Atau hadits lain, Rasulullah Saw bersabda:
Janganlah kalian menjual satu dirham dengan dua dirham, sesungguhnya aku takut kalian berbuat riba[4]
Dalam hadits tersebut ada ketakutan Rasulullah terhadap kaumnya tentang riba, sehingga beliau melarang menjual satu dirham dengan dua dirham. Dimana keduanya sama-sama mata uang namun diberi harga berbeda. Jika sekarang dapat dicontohkan dengan seribu rupiah dengan dua ribu rupiah maka dilarang. Dan ternyata ketakutan Rasulullah Saw benar adanya, hal yang demikian banyak terjadi dimasa sekarang terutama di hari-hari raya.
Ada dua pendapat mengenai al-sharf atau jual-beli mata uang:
Pendapat yang pertama menyatakan bahwa jual beli ini dilarang, alasannya adalah apabila jual-beli mata uang yang sama tetapi berbeda jumlahnya contohnya: jual-beli uang Rp.100.000,- pecahan dengan Rp 100.000 selembar namun dengan kelebihan 10 ribu atau 15 ribu. Hal tersebut tentu dilarang karena dapat masuk dalam kategori riba, peristiwa ini sering terjadi disaat hari raya. Untuk menghindari hal tersebut Islam memberi solusi, hal tersebut dibolehkan yaitu dengan mengubah akadnya bukan dengan harga tapi upah.
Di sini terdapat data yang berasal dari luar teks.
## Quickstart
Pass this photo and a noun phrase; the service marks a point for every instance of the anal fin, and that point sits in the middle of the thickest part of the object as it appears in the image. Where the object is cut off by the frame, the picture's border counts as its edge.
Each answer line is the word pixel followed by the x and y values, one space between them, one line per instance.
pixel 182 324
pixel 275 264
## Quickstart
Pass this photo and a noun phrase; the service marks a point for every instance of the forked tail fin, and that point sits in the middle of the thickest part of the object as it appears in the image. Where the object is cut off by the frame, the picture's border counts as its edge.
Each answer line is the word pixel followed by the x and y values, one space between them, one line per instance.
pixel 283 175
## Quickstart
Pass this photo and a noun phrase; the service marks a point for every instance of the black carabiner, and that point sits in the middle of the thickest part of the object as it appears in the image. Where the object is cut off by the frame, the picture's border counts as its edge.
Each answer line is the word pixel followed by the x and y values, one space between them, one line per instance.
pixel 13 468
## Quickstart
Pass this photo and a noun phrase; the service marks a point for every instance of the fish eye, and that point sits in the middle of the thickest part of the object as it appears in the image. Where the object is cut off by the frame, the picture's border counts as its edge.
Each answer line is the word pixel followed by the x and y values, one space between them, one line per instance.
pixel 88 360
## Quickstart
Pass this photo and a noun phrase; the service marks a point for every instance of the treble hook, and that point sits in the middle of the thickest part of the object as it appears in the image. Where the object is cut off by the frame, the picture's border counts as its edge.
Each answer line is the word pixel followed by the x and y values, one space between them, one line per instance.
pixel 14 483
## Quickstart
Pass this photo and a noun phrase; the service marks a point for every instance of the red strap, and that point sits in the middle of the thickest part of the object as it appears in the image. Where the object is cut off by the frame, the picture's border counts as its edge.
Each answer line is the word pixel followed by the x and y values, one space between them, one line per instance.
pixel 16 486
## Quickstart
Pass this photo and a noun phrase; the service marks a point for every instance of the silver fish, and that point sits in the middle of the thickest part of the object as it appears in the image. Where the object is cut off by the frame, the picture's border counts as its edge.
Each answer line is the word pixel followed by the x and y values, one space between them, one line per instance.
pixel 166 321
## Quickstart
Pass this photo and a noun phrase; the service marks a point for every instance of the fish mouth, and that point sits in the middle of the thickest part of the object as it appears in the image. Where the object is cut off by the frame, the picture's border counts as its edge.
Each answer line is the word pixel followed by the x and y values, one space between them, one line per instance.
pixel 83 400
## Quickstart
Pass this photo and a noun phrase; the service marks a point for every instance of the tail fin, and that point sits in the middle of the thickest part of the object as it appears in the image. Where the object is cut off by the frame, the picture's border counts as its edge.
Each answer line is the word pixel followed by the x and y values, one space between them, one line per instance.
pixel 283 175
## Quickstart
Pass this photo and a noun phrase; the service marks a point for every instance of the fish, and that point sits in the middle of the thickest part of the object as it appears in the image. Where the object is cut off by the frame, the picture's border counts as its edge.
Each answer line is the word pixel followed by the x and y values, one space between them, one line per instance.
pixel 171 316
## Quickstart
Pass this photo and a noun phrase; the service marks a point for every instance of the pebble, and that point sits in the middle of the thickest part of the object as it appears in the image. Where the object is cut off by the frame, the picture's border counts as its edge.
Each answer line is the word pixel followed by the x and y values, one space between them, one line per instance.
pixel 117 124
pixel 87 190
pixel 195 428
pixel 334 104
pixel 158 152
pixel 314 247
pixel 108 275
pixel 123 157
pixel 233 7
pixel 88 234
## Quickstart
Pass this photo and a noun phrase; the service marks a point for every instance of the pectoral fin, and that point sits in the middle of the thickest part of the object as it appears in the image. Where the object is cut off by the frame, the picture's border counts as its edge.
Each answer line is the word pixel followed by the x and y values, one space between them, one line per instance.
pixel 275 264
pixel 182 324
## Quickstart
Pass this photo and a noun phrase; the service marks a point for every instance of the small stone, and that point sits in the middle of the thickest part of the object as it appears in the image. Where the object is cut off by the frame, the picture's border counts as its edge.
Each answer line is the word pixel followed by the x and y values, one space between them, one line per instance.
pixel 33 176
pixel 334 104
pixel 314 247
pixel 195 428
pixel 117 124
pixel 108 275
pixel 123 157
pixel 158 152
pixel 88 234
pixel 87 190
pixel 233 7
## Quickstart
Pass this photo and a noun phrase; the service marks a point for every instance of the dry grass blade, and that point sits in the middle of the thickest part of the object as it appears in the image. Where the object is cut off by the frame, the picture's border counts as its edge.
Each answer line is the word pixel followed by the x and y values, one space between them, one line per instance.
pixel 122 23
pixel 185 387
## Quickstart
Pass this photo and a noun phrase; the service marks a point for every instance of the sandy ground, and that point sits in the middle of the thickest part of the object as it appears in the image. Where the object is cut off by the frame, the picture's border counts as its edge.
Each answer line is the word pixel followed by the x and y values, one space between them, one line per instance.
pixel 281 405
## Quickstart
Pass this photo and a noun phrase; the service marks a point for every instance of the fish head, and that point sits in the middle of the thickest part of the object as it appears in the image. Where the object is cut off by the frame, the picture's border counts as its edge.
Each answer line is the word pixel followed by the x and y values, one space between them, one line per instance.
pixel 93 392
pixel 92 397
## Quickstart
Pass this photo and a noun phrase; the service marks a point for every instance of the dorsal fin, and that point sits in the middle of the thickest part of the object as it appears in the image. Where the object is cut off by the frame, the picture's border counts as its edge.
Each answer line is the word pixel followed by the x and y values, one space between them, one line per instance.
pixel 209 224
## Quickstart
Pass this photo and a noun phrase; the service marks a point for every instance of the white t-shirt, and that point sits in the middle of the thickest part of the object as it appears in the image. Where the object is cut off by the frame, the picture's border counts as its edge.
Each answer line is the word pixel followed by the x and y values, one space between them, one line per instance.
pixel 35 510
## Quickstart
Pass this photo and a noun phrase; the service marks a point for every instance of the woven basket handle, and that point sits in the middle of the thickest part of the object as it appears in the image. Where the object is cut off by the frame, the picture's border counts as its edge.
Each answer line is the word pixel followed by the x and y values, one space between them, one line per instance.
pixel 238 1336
Jadi uang 10 ribu atau 15 ribu tersebut dijadikan sebagai upah atas antri di bank orang yang menjualnya tadi dan harus dilakukan dengan cara cash.
Pendapat yang kedua menyatakan bahwa jual-beli mata uang ini diperbolehkan karena adanya kepentingan, misalnya ketika kita ingin pergi keluar negeri, dimana mata uang kita dengan luar negeri berbeda maka kita perlu menukarkan mata uang kita dengan mata uang luar negeri tersebut sesuai dengan kurs mata uang yang berlaku dan dilakukan dengan cara cash. Namun hal ini tidak diperbolehkan apabila diniatkan untuk mencari keuntungan dengan berspekulasi, misalnya ketika dolar rendah kita menukar rupiah dengan dolar dan ketika dolar naik maka dijualnya. Hal tersebut mengandung spekulasi yang sangat tinggi yang sudah jelas bahwa spekulasi itu dilarang. Selain mengandung spekulasi, yang demikian dapat menyebabkan uang tidak beredar atau mengalir ke sektor riil serta membuat etos kerja menurun.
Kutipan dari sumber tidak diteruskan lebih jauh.